As the years went by, and the Syrian Lira has depreciated by more than 10 times its pre-war value, some facilities in the valley have retained their simple, popular character – where visitors are allowed to enter the beach for free, and can rent medium-quality chalets for a price ranging between $20 to 30 US Dollars per night, as well as having a good meal for about $8. Nonetheless, other facilities have sought to make themselves more luxurious, such as the wooden huts which cost from $60 US Dollars per night up to $100. Furthermore, entry into their adjacent beaches is not free, requiring a payment of up to $5 Dollars per person and encompassing swimming areas, restaurants and late-night shops and outlets.
A Heaven of Peace Despite the War
Today, a wide variety of guests visit Wadi Qandil, including those who learnt of the place through their friends or social media platforms that became widespread in Syria during the past decade, and who consider it their favorite place that has largely been unscathed by the war which seems to have missed the valley – though battles did take place in the northern countryside of Latakia, and artillery was stationed in the surrounding area for a period of time; moreover, some locals did become engrossed in the fighting, including some who were killed during the battles across the country.
Meanwhile, "free happiness" is how Sameh describes the spirit of the valley, that was always distinguished by a sort of freedom which he says could not be found anywhere else in Syria; by that he means the freedom to enjoy the pure nature and spend days unrestricted between the sea, mountains and river – all without harming anyone.
Today, Wadi Qandil represents a sanctuary for many Syrians who are looking to escape the war, as Yara Mahmoud tells Raseef22: "We feel today as youth in our twenties and university students a heavy pressure firstly as a result of social restrictions, and secondly from the social, economic and psychological effects of the war.

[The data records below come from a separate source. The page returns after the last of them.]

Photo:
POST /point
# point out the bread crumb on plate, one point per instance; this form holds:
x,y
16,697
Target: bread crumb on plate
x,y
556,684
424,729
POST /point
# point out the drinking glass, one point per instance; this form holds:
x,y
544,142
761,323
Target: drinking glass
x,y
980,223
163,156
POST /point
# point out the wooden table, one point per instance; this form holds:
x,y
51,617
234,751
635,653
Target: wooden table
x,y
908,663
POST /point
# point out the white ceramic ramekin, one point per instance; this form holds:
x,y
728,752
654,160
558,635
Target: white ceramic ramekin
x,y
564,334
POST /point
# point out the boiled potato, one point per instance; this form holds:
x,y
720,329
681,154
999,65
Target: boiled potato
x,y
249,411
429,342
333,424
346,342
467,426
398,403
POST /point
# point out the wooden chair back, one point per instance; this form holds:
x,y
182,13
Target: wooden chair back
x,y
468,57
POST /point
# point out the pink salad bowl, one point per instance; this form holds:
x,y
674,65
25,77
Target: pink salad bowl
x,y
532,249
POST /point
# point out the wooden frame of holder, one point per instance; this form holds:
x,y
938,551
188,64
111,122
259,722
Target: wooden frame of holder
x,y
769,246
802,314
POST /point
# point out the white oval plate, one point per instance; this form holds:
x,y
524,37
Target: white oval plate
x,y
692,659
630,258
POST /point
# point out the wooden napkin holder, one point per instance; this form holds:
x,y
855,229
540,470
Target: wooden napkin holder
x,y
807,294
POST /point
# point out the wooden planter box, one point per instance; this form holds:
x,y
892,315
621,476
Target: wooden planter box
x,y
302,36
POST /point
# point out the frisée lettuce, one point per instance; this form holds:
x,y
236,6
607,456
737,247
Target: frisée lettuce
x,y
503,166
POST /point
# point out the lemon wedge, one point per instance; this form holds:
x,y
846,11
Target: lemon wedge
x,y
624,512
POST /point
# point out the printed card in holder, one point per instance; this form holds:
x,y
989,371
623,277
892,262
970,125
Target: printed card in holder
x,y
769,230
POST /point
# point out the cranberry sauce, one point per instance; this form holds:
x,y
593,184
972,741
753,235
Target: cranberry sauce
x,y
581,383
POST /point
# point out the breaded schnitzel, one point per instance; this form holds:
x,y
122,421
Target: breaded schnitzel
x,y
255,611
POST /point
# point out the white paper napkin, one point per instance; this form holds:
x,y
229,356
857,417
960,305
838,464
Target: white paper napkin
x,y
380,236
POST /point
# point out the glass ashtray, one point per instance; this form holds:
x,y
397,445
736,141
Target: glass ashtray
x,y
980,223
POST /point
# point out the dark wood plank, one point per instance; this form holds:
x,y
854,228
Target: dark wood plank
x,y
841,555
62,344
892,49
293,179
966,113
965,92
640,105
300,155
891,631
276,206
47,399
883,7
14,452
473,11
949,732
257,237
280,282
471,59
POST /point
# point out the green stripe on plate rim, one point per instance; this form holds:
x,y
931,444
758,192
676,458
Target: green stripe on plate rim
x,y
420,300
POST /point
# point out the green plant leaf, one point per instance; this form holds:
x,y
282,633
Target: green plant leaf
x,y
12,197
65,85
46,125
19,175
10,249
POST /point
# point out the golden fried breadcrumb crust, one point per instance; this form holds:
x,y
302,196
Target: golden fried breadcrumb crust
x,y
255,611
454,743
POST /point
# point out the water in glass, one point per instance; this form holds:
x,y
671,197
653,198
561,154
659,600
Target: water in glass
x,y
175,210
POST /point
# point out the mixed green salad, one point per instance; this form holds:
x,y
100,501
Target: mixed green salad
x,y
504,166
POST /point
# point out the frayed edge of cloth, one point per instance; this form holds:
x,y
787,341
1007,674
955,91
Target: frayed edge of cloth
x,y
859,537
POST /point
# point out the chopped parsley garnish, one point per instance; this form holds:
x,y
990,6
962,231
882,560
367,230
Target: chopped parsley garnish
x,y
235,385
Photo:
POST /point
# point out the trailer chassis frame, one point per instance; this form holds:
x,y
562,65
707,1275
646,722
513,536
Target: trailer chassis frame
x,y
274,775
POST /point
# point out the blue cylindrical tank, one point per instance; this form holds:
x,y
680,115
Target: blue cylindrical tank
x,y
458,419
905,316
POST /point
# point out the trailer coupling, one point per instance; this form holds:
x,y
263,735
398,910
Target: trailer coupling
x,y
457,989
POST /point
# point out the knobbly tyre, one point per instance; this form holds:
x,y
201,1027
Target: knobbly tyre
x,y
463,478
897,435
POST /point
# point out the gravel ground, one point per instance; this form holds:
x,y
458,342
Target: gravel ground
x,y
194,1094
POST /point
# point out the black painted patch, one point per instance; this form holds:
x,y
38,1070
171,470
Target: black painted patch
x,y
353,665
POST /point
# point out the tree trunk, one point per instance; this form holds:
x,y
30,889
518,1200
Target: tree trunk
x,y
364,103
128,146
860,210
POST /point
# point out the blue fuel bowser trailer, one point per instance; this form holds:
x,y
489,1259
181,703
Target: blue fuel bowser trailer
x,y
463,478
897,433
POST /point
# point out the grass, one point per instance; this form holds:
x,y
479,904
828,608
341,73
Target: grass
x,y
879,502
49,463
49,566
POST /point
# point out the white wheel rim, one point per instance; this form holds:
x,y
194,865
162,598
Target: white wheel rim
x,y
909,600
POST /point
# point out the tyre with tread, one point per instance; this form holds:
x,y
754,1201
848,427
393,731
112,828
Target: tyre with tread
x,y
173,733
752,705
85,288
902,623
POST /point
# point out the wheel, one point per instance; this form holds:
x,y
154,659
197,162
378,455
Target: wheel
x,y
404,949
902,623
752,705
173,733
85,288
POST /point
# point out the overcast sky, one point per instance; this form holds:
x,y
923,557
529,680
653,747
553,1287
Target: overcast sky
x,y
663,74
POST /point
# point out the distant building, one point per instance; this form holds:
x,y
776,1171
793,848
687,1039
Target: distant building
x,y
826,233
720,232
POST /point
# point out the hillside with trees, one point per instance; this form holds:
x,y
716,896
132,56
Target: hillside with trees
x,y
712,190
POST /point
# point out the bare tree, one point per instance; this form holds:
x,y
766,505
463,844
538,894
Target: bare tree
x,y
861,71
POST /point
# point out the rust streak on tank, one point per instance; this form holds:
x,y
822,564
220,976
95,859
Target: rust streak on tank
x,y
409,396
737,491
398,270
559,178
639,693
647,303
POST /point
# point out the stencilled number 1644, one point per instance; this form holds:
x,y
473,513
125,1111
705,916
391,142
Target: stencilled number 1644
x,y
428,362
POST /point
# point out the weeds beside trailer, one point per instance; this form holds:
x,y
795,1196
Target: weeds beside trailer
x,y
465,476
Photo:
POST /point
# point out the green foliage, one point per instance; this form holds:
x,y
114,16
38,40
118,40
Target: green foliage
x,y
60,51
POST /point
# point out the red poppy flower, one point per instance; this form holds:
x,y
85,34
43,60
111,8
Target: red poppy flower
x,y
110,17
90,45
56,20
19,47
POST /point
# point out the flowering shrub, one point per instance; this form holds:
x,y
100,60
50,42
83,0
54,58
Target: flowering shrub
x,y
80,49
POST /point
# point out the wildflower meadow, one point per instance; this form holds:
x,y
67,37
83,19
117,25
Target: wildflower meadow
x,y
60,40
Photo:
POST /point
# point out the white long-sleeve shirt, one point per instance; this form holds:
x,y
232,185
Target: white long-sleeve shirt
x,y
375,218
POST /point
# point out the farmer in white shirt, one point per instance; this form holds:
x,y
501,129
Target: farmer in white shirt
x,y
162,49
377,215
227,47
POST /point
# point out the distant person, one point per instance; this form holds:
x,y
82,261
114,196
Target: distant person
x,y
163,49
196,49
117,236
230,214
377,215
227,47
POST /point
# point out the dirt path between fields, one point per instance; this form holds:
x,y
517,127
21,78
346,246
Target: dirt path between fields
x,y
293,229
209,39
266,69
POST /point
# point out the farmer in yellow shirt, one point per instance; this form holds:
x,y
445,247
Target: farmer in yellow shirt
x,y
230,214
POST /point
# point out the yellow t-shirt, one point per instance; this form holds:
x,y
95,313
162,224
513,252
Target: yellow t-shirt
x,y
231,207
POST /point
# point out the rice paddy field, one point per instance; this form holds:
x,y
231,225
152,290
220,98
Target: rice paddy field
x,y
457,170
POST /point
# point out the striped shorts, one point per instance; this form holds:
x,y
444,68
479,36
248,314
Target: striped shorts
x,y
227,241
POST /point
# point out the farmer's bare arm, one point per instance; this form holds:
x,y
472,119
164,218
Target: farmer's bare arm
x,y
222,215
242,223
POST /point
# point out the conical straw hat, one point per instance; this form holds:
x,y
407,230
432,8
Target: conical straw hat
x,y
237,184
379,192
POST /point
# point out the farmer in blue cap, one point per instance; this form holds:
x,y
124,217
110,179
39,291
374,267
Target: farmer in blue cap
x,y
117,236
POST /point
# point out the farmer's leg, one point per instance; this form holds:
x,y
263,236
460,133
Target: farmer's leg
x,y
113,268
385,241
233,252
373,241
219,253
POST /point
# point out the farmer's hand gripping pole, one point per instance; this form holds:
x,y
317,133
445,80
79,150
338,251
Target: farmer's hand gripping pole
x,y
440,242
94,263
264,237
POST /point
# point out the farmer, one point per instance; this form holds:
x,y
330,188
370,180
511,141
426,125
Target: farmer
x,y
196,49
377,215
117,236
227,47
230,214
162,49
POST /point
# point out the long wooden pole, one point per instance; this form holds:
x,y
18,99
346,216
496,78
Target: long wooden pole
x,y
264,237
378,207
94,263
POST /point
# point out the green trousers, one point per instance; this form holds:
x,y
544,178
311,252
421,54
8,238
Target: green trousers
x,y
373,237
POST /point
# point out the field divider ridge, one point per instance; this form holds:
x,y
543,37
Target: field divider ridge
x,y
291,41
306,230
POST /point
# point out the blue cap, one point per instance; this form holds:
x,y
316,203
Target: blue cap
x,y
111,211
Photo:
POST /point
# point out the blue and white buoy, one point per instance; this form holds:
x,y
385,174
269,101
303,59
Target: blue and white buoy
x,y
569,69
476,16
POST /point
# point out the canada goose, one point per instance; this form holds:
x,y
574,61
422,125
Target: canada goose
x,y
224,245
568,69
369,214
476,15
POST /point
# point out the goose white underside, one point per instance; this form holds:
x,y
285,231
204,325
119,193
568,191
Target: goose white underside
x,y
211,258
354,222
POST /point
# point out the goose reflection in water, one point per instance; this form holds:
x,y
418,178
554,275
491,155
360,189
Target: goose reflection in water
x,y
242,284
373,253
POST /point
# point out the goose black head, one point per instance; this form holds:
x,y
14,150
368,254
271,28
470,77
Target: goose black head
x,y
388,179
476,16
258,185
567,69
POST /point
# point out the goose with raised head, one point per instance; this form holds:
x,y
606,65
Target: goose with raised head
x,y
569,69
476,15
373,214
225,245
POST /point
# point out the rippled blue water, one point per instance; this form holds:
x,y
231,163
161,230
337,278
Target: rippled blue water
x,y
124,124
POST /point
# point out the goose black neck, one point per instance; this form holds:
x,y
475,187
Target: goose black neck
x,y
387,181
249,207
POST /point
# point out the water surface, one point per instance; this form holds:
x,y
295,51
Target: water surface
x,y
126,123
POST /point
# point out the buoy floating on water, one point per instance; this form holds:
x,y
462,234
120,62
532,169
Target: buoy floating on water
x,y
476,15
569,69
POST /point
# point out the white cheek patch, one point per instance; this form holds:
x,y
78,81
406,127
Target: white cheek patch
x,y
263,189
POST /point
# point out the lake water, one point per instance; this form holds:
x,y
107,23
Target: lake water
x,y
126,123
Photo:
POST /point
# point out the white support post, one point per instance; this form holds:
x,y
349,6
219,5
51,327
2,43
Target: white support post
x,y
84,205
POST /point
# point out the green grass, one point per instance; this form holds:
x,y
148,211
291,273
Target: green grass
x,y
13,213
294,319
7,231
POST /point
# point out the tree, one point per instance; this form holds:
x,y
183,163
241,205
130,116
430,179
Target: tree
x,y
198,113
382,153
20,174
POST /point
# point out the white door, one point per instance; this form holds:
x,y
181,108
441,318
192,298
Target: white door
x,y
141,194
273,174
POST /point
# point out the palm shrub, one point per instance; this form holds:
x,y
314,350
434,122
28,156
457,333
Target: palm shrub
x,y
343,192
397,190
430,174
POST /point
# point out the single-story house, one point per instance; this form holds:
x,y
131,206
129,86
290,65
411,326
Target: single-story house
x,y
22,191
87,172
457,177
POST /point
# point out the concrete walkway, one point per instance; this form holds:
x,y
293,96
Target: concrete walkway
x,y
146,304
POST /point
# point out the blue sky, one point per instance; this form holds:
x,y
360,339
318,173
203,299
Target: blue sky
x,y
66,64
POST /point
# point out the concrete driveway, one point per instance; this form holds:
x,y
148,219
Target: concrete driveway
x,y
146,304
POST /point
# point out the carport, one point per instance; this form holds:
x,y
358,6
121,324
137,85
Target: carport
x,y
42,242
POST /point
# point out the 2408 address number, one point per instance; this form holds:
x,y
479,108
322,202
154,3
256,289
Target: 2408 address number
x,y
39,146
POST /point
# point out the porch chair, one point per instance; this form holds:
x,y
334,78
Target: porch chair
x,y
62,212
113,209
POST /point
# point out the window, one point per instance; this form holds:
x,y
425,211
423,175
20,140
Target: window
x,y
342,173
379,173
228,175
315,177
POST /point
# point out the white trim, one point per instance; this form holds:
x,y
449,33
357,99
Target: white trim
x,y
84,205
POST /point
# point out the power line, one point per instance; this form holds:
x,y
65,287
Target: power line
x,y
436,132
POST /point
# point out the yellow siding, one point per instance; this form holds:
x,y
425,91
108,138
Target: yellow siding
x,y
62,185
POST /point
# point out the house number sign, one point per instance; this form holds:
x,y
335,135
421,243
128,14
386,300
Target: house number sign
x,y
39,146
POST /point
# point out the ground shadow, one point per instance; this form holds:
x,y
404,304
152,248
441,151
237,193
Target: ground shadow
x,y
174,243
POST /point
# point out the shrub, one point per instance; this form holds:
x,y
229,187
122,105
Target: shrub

With it being difficult to travel outside of Syria as well as the high cost to do so, we spend our holidays in Wadi Qandil which combines the stunning nature at reasonable prices, as well as comprising a unique space of freedom that make us feel, if only temporarily, that we are far away from the sounds of the war and its never-ending sorrows."
Yet Sameh and Omar do not conceal their fear that the valley would be transformed from a place that can gather various classes and sectors of Syrian society – as well as being a rare free sand beach in Syria today – to a bourgeois resort that prices most Syrians out. Such a fear is in no small part driven by the Syrian Tourism Ministry's announcement a month ago that it was opening a group of huts it would own in the valley - with each able to accommodate four individuals - for $20 US Dollars.
"We're still able to find a place to erect our tents and sleep on the beach, but we fear that we will not be able to do so in upcoming years" says Omar, while Sameh adds some optimism: "The place is still beautiful, and no one can take away the sea, mountain and river even if the type of visitors change amidst new investment projects. Wadi Qandil has a strange energy that bewitches all those that visit, and results in an addiction to the place. It is a holy place that resembles nothing in Syria."